Media Face Information Crisis

MONROVIA-Dapo Olorunyomi, Executive Director of Premium Times Center for Investigative Journalism (ptcij) says the media is currently facing an information crisis which is largely  attributed to the result of fake news coupled with digital transition.

According to Olorunyomi, the business model upon which the media was established, has changed.  Not only that, but also,  due to digital transition and until media managers are able to understand this, the media will continue to be in a sorrowful state.

Speaking Wednesday, July 28, 2021, at the opening of a-four-day fact-checking  training in Monrovia, the ptcij Chief says information crisis (fake news) is not only unique to Liberia, but is something that is affecting the world over.

He asserted that the situation is even worse in Nigeria to the extent that barely ten media institutions are able to pay their staff, while some are owing the employees up to ten months’ salaries.

Olorunyomi noted that the current structural crisis the media is faced with can only be changed through sustainability that is when the media is financially potent to operate independently.

“Understanding digital transition is critical but managers had not been able to understand and there is crisis in information communication which officials term as fake news; this is also part of digital transition. If this is solved, than we can be able to stop some of the issues that affect the way media should operate.”

At the same time, the Executive Director of the Center for Media Studies and Peacebuilding, Malcom Joseph expressed happiness that such training on countering fake news is taking place in Liberia where journalists will be knowledgeable about facts checking information as it is something new.

Mr.

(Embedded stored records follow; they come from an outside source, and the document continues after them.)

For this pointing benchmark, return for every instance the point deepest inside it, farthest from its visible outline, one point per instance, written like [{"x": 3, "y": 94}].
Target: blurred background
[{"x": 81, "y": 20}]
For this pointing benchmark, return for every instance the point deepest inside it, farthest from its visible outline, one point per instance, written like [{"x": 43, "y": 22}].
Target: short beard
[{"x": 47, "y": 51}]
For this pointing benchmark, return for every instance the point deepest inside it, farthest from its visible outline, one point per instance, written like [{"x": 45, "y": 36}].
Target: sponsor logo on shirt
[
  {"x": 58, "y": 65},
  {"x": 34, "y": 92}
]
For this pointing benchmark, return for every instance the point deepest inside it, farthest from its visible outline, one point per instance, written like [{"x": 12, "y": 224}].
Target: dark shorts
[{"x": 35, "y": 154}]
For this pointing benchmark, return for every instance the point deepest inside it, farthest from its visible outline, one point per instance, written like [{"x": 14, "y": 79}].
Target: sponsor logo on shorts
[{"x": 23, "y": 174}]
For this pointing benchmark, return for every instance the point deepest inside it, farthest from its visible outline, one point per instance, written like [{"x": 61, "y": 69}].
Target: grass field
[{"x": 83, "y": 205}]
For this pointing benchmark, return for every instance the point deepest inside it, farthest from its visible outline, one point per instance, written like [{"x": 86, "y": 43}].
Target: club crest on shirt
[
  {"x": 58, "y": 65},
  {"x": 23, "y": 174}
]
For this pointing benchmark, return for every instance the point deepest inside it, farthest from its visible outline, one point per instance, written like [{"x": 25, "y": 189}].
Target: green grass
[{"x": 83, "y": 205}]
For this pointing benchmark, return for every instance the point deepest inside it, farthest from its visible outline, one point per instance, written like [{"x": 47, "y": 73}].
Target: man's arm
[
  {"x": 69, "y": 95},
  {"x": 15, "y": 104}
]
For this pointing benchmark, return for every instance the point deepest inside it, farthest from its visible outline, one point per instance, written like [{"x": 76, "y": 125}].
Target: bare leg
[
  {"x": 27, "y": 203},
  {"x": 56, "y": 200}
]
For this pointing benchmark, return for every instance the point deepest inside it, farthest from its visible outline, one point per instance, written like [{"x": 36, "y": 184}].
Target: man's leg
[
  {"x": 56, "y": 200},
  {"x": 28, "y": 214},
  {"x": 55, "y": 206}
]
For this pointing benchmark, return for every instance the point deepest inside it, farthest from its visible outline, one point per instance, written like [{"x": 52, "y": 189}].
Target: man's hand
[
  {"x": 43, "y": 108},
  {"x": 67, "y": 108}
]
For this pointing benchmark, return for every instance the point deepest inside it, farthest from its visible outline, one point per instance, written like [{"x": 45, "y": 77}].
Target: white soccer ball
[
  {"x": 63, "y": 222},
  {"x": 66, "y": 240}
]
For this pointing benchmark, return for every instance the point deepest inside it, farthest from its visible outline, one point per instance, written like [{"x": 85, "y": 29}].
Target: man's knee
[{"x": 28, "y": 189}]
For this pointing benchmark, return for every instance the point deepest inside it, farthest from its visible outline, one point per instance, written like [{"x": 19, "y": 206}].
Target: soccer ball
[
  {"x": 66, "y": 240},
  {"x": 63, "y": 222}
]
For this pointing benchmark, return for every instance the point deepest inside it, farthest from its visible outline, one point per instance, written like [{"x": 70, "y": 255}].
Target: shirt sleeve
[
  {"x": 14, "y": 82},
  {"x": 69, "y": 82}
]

Joseph  encouraged journalists to take advantage of the training so as to do away with what he termed as “had said” thus going beyond the information and do a fact check.

He mentioned the FOI law as one tool that will help trainees to do better with respect to facts checking information noting that the law has been rated as the fifth best law in the world.

Subsequently; the head of the Mass Communication Department at the University of Liberia, Euriahs Togar stressed the need to institutionalize the program in order to achieve its long lasting impact.

Togar said the university takes seriously the issue of fake news as it has serious consequences.

According to him, the country is vulnerable on grounds that journalists are not trained when it comes to countering fake news noting “some journalists go on social media to get news tip while others go there to get direct news without considering the circumstance.”